Power hungry servers? Put 'em to sleep!
Data centers could cut their energy use by as much as 75 percent by putting idle servers to sleep when they’re not being used, say researchers at the University of Michigan.
The research team plans to present a paper on the subject next Tuesday at a conference in Washington, DC.
After analysing data center workloads and power consumption, assistant professor Thomas Wenisch and students David Meisner and Brian Gold used mathematical modeling to develop an energy-saving strategy they call PowerNap. Combined with a more efficient power supplying technique known as RAILS (for “Redundant Array for Inexpensive Load Sharing”), PowerNap could help dramatically reduce data center energy consumption.

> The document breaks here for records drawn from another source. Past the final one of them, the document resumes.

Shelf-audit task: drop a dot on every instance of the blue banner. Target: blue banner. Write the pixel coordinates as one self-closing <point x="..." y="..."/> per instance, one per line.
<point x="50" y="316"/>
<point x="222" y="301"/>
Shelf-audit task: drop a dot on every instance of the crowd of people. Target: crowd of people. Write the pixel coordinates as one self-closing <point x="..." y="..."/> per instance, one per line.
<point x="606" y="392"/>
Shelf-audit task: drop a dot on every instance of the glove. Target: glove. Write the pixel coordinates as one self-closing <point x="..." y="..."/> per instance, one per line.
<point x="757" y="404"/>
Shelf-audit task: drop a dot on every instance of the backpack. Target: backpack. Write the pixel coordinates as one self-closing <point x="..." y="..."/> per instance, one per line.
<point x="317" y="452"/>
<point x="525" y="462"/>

This doesn’t mean servers would be dozing for hours at a time. According to the team’s research, the average idle period for a server can be measured in hundreds of milliseconds. That might be quicker than the blink of an eye, but it’s still far greater than the average busy period, which clocks in at tens of milliseconds.
Without frequent naps, however, all those multi-millisecond idle periods add up.
“For the typical industrial data center, the average utilization is 20 to 30 percent,” said Wenisch. “The computers are spending about four-fifths of their time doing nothing. And the way we build these computers today, they’re still using 60 percent of peak power even when they’re doing nothing.”